The advertising industry has spent the past three years tying itself in knots about diversity and equality. Yet figures suggest that this has been to little effect. Statistically, the percentage of BAME employees has actually fallen and stands well below the population as a whole. Culturally, it is something advertising still struggles with.
When I left my role as Chief Executive of McCann London, the second biggest ad agency in the UK, to lead and become partner of independent creative agency Above+Beyond, I had to think (and still do) long and hard about the culture I wanted to create. This was important as there is no blueprint for creativity, which can only come from the culture of the business. The best ideas have always come from the best teams, and the ability to deliver consistently good ideas comes from the companies with the best culture.
As one of the few people in advertising from a BAME background (I'm even more exclusive, still, as an Arab), I drew on my own experiences and considered how they would influence the company that I wanted to create. Some of the tales seem shocking, but in the context of an industry where the pushing of boundaries is encouraged, they are also complex.
I've always been able to play with the stereotypes around my own ethnicity.
My parents came over from Baghdad in 1970 to work as doctors within the NHS. They did everything in their power to make sure that I integrated fully into British society, with success. Perhaps my privileged public school and Cambridge education positioned me well. But it didn't stop me being called a 'coconut' at university by an angry British Asian because he didn't think I was 'a real Asian' on account of my ethnic looks and 'white' middle class upbringing.
If I'd been pure brown inside and out, would I have stood a chance? I'm not so sure. But now, looking back, it strikes me that being a 'coconut' seemed to mean that I was able (or expected) to absorb such so-called banter.
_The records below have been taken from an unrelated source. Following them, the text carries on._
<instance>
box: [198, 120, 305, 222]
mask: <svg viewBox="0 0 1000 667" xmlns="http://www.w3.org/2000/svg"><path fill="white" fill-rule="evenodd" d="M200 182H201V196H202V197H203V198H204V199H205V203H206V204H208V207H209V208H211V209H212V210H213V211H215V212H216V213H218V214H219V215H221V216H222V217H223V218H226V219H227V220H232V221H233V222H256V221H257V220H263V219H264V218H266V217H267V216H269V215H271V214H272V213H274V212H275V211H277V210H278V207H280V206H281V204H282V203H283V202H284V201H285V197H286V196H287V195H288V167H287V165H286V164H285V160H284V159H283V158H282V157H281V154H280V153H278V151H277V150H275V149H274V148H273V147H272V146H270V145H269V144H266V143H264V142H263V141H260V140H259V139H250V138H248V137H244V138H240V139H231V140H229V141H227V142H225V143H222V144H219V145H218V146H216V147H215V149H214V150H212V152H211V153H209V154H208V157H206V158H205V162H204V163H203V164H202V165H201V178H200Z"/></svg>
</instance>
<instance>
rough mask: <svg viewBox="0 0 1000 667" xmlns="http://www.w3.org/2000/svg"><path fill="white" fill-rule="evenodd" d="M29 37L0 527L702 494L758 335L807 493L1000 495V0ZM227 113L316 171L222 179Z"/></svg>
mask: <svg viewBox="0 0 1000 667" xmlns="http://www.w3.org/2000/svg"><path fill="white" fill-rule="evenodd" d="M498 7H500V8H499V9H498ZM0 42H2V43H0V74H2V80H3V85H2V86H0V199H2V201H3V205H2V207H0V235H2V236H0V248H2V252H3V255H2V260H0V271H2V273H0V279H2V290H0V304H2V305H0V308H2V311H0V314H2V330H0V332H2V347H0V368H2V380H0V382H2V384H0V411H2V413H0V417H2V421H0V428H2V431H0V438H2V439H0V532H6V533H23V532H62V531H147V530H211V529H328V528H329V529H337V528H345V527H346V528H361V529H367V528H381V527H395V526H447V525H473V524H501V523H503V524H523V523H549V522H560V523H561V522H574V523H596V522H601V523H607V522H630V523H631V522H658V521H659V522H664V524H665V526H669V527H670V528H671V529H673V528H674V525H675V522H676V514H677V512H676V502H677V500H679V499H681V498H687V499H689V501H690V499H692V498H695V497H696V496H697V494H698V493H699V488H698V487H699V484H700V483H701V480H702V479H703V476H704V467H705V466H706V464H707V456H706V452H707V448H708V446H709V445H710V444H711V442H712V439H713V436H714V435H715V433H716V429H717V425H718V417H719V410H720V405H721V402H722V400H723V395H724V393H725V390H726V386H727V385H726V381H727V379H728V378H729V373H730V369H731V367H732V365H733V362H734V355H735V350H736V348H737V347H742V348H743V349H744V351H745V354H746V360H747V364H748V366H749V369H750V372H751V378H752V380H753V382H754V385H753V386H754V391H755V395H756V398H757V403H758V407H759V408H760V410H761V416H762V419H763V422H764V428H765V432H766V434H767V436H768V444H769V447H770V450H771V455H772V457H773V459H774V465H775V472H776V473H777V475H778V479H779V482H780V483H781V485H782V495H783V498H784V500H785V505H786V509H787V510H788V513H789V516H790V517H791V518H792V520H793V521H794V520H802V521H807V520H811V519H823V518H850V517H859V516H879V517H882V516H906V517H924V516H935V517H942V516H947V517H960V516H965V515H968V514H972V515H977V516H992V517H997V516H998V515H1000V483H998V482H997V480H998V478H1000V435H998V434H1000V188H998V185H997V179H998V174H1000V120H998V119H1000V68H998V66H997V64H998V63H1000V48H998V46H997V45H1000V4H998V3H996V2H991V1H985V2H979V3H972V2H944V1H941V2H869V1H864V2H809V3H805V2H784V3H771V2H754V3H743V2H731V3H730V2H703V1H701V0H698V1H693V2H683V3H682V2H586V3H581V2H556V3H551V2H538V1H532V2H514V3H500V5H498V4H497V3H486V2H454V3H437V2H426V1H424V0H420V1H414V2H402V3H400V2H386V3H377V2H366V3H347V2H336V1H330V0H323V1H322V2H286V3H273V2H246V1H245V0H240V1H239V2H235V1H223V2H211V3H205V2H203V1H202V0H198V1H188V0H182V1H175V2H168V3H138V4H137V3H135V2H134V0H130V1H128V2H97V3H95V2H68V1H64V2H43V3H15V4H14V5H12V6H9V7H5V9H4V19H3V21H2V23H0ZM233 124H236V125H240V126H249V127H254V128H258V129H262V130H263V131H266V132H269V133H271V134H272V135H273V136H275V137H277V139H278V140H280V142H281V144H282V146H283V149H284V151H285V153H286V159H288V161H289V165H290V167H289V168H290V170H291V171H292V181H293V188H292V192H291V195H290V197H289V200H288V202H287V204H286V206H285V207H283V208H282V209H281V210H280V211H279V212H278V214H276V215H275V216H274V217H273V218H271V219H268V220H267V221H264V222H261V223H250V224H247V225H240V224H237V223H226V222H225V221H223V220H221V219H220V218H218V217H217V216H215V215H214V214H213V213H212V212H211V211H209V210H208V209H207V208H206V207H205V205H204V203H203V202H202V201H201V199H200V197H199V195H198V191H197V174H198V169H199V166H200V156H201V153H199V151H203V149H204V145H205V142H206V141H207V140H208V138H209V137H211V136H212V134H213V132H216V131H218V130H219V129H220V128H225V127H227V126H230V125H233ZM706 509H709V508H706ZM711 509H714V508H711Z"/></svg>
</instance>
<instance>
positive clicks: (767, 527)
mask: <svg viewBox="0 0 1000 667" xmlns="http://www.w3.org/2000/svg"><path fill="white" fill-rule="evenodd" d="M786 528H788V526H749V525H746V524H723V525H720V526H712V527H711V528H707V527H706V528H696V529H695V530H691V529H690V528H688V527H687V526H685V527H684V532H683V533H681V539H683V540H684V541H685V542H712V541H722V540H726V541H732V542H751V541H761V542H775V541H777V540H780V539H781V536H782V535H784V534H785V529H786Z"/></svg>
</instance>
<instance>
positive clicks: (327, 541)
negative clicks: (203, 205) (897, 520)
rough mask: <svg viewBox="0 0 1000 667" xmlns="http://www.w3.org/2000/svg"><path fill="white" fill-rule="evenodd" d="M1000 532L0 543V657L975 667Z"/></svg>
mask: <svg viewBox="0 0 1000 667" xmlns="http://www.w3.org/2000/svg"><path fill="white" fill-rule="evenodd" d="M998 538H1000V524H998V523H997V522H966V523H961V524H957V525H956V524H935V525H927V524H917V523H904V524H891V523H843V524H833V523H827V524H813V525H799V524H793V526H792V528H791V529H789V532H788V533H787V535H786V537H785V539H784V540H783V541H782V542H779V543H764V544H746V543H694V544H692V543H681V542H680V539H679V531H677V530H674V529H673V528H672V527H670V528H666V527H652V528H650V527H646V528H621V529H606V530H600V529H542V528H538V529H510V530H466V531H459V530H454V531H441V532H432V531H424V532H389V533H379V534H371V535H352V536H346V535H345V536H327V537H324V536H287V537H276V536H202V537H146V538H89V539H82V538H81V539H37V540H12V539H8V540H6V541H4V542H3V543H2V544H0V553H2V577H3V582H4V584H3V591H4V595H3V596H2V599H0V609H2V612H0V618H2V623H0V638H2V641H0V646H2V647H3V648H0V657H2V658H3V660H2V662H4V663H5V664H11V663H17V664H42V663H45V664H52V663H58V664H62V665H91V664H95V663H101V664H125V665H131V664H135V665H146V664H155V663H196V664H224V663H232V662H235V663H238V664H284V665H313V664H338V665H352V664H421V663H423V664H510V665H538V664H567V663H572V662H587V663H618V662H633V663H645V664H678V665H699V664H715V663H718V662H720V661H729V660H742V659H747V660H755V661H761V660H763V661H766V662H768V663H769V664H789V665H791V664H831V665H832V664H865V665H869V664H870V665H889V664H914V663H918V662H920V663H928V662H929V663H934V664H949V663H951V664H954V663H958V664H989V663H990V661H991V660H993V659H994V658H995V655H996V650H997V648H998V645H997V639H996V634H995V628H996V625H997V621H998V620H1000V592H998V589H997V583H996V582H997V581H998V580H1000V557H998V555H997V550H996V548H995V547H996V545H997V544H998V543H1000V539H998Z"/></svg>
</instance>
So, on occasion, I've been happy to call myself a coconut because the joke is a useful way to assess people's PC levels and sense of humour.
However, sometimes banter goes too far.
Maybe that's why at one agency I was pressured into wearing a Guantanamo Bay-inspired orange boiler suit on my work stag do. While stag parties are known for being outrageous, the joke that 'all Arabs are terrorists' was hurtful and uncomfortable. It was bordering on abusive but bordering on funny, too. These were friends humiliating me by stereotyping me - a form of mockery that is a well-trodden path.
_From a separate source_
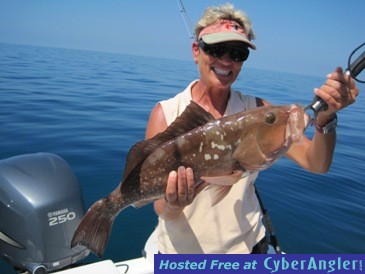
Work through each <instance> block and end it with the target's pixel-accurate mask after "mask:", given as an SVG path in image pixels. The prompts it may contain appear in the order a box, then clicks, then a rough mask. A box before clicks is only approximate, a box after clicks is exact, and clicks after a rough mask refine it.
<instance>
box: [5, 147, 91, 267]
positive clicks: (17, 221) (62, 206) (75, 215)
mask: <svg viewBox="0 0 365 274" xmlns="http://www.w3.org/2000/svg"><path fill="white" fill-rule="evenodd" d="M84 213H85V208H84V205H83V199H82V193H81V189H80V186H79V184H78V182H77V180H76V177H75V175H74V173H73V172H72V170H71V169H70V167H69V166H68V164H67V163H66V162H65V161H64V160H63V159H61V158H60V157H58V156H56V155H53V154H49V153H37V154H27V155H21V156H16V157H12V158H8V159H4V160H1V161H0V256H1V257H2V258H3V259H4V260H5V261H7V262H8V263H10V264H12V265H13V266H14V268H15V269H17V270H19V272H21V271H28V272H30V273H33V274H43V273H47V272H50V271H55V270H57V269H61V268H64V267H66V266H68V265H71V264H73V263H75V262H77V261H79V260H80V259H83V258H85V257H86V256H87V255H88V254H89V250H88V249H86V248H85V247H82V246H77V247H75V248H72V249H71V248H70V246H71V239H72V236H73V233H74V231H75V230H76V227H77V225H78V224H79V222H80V220H81V217H82V216H83V215H84Z"/></svg>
Being given a baby's high chair as a company leaving present with a brown baby doll in an orange boiler suit was really hurtful. In part, this was the company mocking me for being an over-zealous new parent - but the baby doll?! Would it have been too much to expect a gift commensurate with my contribution to the business? So I stomached it (again) in the spirit of jest in a culture that's all about pushing beyond natural boundaries in the restless pursuit of new creative answers to clients' business problems.
These were, after all, jokes delivered by good friends who were therefore by definition not racist. Or so I thought.
Insinuations elsewhere that as someone of Arab descent I was a 'gold lover' were less palatable. 'Are the alloys on my car plated in gold,' I was asked? Tiny insults like this were always done with a smile and a 'don't worry, you're alright mate' reassurance. And as I, too, hate those gold-plated alloys that Saudi princes used to sport on their impossibly-expensive Ferraris, I could share the joke ... at some level.
Yet now, as I build my own conditions for business success - namely, a culture of creativity - I face my own issues based on my own standards and range of acceptable behaviours and expectations.
In my experience, for example, my best relationships have been formed over 'play hard work hard' principles of long working hours and some serious drinking sessions in pubs. Because Northern Europeans, who make up the majority of the industry, need booze to open up, right? But this is not the currency for everyone.
What no-one in this industry can afford to forget is that the best creativity comes from the best mix of talent: the rational and the lunatic, the scientist and the artist, the thesp' and the prole, the university-educated and the self-schooled, the dyslexic and the spelling bee. But perfecting this mix and creating the conditions for its success requires a delicate balancing act.
It's important that our people feel comfortable but also have the ultimate permission to go anywhere with their mind and that they see the bravest of thoughts rewarded. As if not more important, however, is a broader culture that encourages people to both break rules and defy conventions without causing offence.